Keywords: fluorescence correlation spectroscopy; human serum albumin; nanoparticles; protein corona; quantum dots


In recent years, both scientific and commercial applications of nanoparticles (NPs) and other nanomaterials have been increasing at a rapid pace [1,2]. Human health can be adversely affected by NP exposure. A profound assessment of these risks, however, is not yet available because fundamental interactions of nanomaterials with biomatter are still not fully understood [3-5]. Specifically, further detailed mechanistic knowledge at the molecular level is required.

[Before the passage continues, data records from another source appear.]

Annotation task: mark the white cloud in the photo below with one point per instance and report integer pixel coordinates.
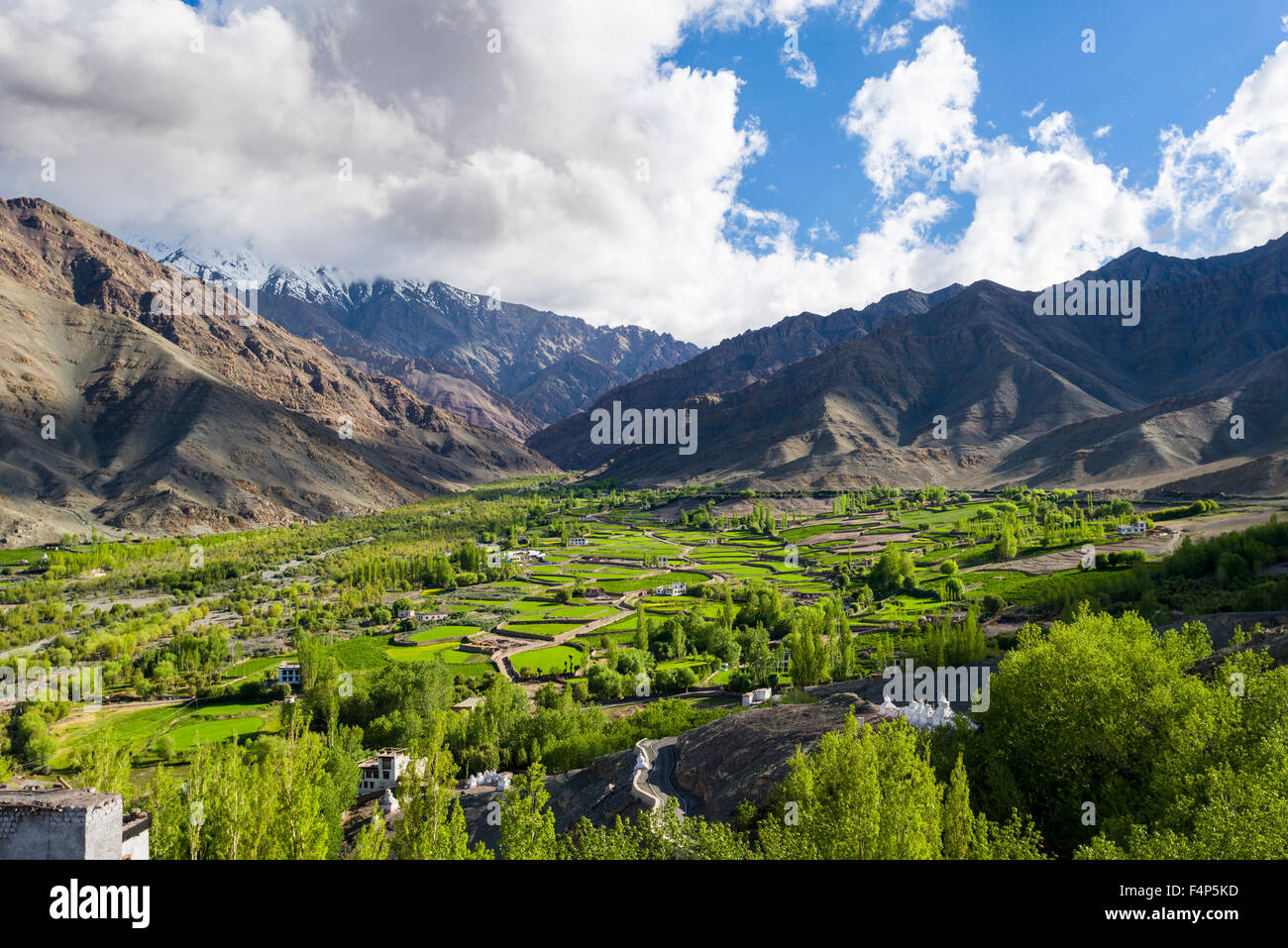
(921, 111)
(1225, 187)
(523, 168)
(932, 9)
(892, 38)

Due to their small size of 1–100 nm, NPs may spontaneously enter the human body through the lung, gut or skin [6-10]. Upon incorporation, NPs come into contact with extracellular fluids such as blood plasma or lung epithelial lining fluid, which contain a huge variety of dissolved biomolecules including lipids and proteins. These can adsorb onto the NP surface and completely enshroud the NP, forming the so-called “protein corona” [11-15]. Protein adsorption onto NPs is governed by chemical kinetics. Thus, the initial binding events involve predominantly the more abundant and mobile proteins. If these proteins do not bind too tightly (so that their residence times on the NP do not exceed the relevant time scales), they may be subsequently replaced by less prevalent proteins having a higher binding affinity (Vroman effect [16]). Thus, given that the rate coefficients governing protein binding and unbinding are of suitable magnitude, one may observe an initial, short-lived “soft corona” that subsequently develops into a long-lived “hard corona”. In this context, “long-lived” refers to a residence time of the proteins on the NP surface longer than the duration of the experiment. Depending on the nature of the bonds (covalent, ionic, hydrophobic, etc.) between the protein and NP surface, the characteristic time scales of protein adsorption and desorption can vary widely.

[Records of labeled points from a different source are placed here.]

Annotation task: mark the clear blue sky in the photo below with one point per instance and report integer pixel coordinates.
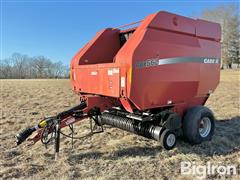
(59, 29)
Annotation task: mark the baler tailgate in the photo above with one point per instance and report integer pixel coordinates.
(101, 79)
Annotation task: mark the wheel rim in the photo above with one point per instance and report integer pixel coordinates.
(171, 140)
(205, 127)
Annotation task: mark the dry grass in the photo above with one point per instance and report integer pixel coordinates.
(114, 153)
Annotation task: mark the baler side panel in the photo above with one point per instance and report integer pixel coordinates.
(166, 36)
(100, 79)
(101, 49)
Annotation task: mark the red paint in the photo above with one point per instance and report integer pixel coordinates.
(161, 35)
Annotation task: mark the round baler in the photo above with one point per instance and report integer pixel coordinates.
(151, 79)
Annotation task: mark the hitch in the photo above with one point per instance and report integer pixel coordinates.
(49, 129)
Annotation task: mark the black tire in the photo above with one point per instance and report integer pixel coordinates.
(193, 125)
(164, 139)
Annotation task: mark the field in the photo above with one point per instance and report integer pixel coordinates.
(114, 154)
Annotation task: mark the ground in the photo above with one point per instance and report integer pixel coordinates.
(114, 154)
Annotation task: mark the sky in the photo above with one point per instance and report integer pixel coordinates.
(58, 29)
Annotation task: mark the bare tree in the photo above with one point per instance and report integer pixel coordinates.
(227, 16)
(23, 66)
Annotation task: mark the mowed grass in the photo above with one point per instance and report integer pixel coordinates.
(114, 154)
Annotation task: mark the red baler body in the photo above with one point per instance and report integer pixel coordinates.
(168, 60)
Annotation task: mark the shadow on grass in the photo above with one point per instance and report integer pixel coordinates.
(225, 141)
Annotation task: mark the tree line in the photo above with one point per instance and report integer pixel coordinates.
(20, 66)
(228, 17)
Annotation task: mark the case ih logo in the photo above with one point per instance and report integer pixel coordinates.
(157, 62)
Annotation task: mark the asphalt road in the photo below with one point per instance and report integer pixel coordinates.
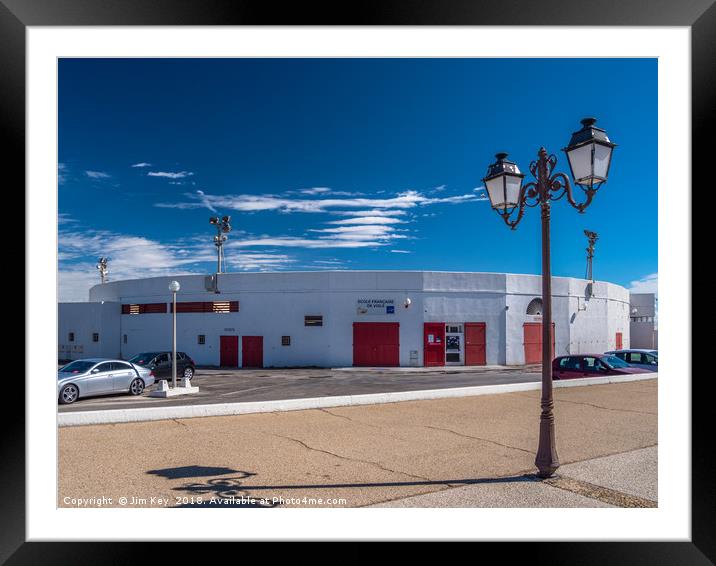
(232, 386)
(376, 454)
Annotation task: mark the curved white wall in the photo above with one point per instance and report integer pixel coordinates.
(274, 304)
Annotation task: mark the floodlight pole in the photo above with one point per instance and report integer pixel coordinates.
(174, 338)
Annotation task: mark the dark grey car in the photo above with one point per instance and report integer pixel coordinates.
(99, 376)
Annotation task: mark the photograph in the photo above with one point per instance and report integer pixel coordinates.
(357, 282)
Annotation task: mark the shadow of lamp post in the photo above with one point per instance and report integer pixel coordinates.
(589, 155)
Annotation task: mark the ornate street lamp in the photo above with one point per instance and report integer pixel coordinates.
(589, 154)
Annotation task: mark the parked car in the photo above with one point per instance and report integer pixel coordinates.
(100, 376)
(591, 365)
(161, 364)
(638, 357)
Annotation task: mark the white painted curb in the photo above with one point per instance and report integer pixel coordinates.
(223, 409)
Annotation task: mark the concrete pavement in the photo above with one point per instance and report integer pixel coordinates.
(628, 479)
(376, 454)
(231, 386)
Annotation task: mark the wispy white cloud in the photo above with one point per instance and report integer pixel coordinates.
(368, 220)
(130, 256)
(359, 232)
(97, 175)
(64, 218)
(374, 212)
(315, 191)
(170, 174)
(206, 203)
(647, 284)
(247, 261)
(252, 203)
(295, 242)
(61, 173)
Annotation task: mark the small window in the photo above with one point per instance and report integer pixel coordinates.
(313, 321)
(535, 307)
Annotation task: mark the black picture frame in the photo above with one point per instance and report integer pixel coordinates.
(699, 15)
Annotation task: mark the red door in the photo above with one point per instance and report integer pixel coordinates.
(229, 351)
(533, 342)
(376, 344)
(434, 344)
(252, 349)
(475, 343)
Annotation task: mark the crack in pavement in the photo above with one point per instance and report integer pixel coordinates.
(603, 494)
(593, 405)
(380, 428)
(370, 462)
(478, 438)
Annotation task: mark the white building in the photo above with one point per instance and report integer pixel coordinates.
(642, 330)
(346, 318)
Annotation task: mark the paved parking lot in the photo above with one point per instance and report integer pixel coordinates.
(230, 386)
(374, 454)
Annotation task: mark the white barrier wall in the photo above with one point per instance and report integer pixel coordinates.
(273, 305)
(83, 321)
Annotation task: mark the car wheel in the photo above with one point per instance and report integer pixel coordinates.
(69, 394)
(136, 387)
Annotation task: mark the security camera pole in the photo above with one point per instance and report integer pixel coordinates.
(102, 268)
(592, 238)
(223, 227)
(174, 287)
(589, 154)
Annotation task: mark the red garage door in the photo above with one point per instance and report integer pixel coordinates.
(475, 343)
(229, 351)
(533, 342)
(252, 349)
(434, 344)
(376, 344)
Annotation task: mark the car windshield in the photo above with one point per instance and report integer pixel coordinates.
(78, 366)
(143, 358)
(614, 362)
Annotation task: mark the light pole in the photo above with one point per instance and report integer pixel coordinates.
(174, 287)
(589, 154)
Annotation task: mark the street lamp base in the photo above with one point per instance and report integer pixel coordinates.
(164, 390)
(547, 471)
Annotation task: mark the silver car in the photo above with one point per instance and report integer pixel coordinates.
(99, 376)
(638, 357)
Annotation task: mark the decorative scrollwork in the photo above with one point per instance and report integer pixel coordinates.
(546, 188)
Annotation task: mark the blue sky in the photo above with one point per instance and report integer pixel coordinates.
(343, 164)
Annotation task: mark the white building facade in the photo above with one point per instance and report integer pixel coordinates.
(346, 318)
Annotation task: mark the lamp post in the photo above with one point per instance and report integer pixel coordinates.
(589, 155)
(174, 287)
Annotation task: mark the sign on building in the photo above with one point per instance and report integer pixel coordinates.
(376, 306)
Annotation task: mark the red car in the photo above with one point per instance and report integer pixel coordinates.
(591, 365)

A NP covered by a protein adsorption layer is disguised and, therefore, the initial encounter between the NP and a cell, which may trigger the endocytosis machinery by activating specific receptors [17], is governed by the properties of the protein layer rather than the bare NP surface [2,18-20]. To control the biological effects of NPs (e.g., to accomplish targeted delivery to specific cells or tissues or to inhibit cellular uptake), it is extremely important to understand how the properties of the NP surface can control the structure and dynamics of the protein corona at the molecular level [14,21-34].

In a typical protein adsorption experiment, NPs are incubated with a mixture of proteins, for example, with blood plasma containing thousands of different proteins [35-37]. These proteins all compete for the limited space on the NP surface. The corona may be highly dynamic and vary over time. A precise, quantitative analysis of its protein composition would require measurements in situ to avoid protein adsorption or desorption processes during the experiment. Frequently, however, experimental approaches involve a separation of NPs with adsorbed proteins and proteins free in solution, such as (ultra)centrifugation [36] or size exclusion chromatography [11]. Such approaches will inevitably modify the composition of only loosely adsorbed biomolecules in the corona because these will immediately respond to changes in the local protein concentration by desorption. Thus, only tightly bound proteins, with residence times on the NP surface much longer than the experimental time scale, will be quantified correctly.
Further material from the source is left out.